Toronto: How does the world’s tiniest mammalian diver survive icy waters to catch its prey? By doing an instant warm-up exercise before diving into cold water, say researchers.
This behaviour is unexpected because lower body temperatures enable diving mammals to stay underwater for longer. Heating up doesn`t make sense as animals use up oxygen more quickly when they are warmer, says Kevin Campbell, who led the study.
"This finding goes against prevailing dogma regarding the physiology of divers. Divers, especially small ones, have always been expected to try to maximise their underwater endurance," says Campbell, professor of physiology at the University of Manitoba, Canada.
He adds that shrews are highly proficient aquatic predators, an elevated body temperature presumably heightens foraging efficiency, according to a Manitoba statement.
Compared to other diving mammals, shrews carry the least amount of oxygen under water and use it up the most quickly. Typical dives thus last only five to seven seconds. Being so small also makes them lose heat the fastest.

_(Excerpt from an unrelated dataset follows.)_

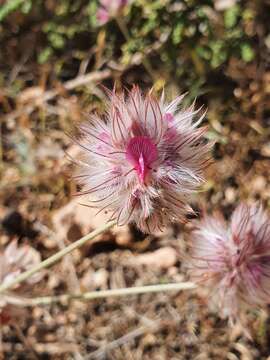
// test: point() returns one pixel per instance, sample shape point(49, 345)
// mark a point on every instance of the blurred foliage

Roman Gusztak, study co-author, said: "The shrews are likely surviving at the limits of what is possible for a diving mammal. They must continually feed to provide for their voracious appetites but have to contend with very short dive durations and the constant threat of hypothermia."
Hypothermia is a condition in which core temperature drops below the required temperature for normal metabolism, defined as 35 degrees Celsius. These findings were presented at the Society for Experimental Biology meeting in Salzburg, Austria.